On the other side of the argument stands Maimonides (12). Repeatedly, he emphasises that it is an individual’s knowledge and motivations that are key to one’s spiritual standing. “Every person can be righteous like Moses” (13). “Every single person from all inhabitants of the world whose spirit guides him and whose intellect leads him to understand, to separate himself and to stand before walk straight as God created him...he is sanctified [with the greatest holiness],“Holy of Holies”...” (14). 

A Chasidic master put it: “Holiness is not found in the human being in essence unless he sanctifies himself. According to his preparation for holiness, so it comes upon him from on High. A person does not acquire holiness while inside his mother. He is not holy from the womb, but has to labor from the very day he comes into the air of the world” (15). Indeed, whatever faults one might attribute to a non-Jewish idol worshipper’s soul would also describe our Jewish ancestors when we worshipped idols in Egypt, “with no difference!” (16). Clearly holiness is determined by behaviour.

Regardless of hardware or software, the idea of chosenness is linked to service (17). One form of this service is the role of the Jews in bringing an understanding of monotheism to all humans and uniting them in worship (18).
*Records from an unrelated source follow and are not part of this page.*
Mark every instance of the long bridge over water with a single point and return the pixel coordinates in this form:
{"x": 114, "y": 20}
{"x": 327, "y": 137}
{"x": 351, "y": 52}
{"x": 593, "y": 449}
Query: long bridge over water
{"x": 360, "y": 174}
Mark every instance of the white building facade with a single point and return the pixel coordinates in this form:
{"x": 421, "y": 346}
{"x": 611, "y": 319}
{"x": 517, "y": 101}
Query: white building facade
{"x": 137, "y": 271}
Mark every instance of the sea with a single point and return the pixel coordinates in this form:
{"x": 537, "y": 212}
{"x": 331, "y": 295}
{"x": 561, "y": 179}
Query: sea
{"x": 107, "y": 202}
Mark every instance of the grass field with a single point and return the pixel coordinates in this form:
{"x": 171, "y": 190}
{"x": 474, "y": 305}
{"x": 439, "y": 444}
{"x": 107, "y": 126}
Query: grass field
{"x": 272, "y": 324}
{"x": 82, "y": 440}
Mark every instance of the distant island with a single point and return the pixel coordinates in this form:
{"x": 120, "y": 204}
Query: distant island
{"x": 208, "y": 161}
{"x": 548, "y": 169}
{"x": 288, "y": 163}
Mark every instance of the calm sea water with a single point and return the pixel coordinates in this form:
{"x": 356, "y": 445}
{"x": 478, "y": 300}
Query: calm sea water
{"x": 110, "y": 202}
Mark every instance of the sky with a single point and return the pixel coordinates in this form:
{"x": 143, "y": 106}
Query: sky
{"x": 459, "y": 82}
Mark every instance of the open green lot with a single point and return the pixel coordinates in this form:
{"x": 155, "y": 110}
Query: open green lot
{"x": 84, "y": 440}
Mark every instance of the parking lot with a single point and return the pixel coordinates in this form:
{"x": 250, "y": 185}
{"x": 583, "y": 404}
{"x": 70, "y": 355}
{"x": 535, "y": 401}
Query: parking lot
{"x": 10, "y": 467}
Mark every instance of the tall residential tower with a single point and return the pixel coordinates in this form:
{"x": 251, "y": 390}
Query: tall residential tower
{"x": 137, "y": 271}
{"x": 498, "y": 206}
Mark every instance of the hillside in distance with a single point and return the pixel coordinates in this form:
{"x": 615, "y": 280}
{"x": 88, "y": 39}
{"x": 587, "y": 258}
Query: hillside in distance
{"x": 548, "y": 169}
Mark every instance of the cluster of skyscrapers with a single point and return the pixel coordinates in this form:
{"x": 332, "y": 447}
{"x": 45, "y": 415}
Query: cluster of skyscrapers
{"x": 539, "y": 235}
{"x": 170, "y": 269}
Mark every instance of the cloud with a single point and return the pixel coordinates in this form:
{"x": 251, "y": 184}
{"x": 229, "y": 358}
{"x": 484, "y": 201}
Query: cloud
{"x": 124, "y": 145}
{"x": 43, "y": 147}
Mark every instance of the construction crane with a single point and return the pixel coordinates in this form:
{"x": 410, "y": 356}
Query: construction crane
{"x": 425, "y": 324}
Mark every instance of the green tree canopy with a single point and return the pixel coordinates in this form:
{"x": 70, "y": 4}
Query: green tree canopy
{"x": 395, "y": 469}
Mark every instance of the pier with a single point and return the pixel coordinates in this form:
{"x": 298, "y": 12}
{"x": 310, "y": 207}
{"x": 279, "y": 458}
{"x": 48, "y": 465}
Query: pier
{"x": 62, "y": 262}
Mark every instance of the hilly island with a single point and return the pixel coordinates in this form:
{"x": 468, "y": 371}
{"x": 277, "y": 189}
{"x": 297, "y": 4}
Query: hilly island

This emphasises the importance of humanity as a whole, and sees the role of the Jewish people to benefit mankind rather than one of self-centeredness. This is because “all humans are cherished by God, and the Righteous of the Nations are precious to God without a doubt” (19). Furthermore Jews are urged to approach this concept with humility (20). 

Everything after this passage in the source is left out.